Выбрать главу

Черты лица, съ годами, раздались и вообще крупныя, на щекахъ какъ будто слѣды оспинокъ. Взглядъ ласковый и немного улыбающійся. Типъ южный, а не римскій.

Кардиналъ ввелъ меня въ гостиную и усадилъ рядомъ съ собою на диванъ, противъ двери. Онъ былъ въ подержаной сутанѣ, какъ трудовой, необычайно — занятой человѣкъ, про котораго говорятъ всѣ, что онъ занимается цѣлый день, съ пяти часовъ утра до поздней ночи.

Говоритъ онъ молодымъ голосомъ, по-французски, своеобразно, съ акцентомъ.
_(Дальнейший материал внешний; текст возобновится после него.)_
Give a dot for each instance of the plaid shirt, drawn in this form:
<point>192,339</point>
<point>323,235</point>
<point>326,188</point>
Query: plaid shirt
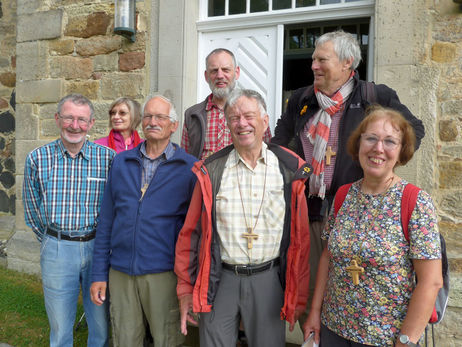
<point>217,134</point>
<point>65,193</point>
Съ первыхъ его фразъ я, прислушиваясь и взглядывая на него сбоку, все ждалъ «сфинкса» и «молчальника», но ни того, ни другого что-то не являлось.

Со мной бесѣдовалъ тихо, просто, благосклонно очень обходительный и скорѣе разговорчивый хозяинъ. И я себя сразу почувствовалъ съ нимъ гораздо свободнѣе и уютнѣе, чѣмъ съ любымъ изъ «особъ» военнаго и гражданскаго вѣдомствъ, удостоивающимъ васъ «пріема», даже если вы къ этимъ особамъ находитесь въ отношеніяхъ равнаго къ равному.

Уже и то было очень мило, что первое лицо послѣ папы не требуетъ вовсе, чтобы къ нему являлись непремѣнно во фракѣ и бѣломъ галстукѣ. Въ миссіи мнѣ сказали, что это не нужно, и сюртука совершенно достаточно.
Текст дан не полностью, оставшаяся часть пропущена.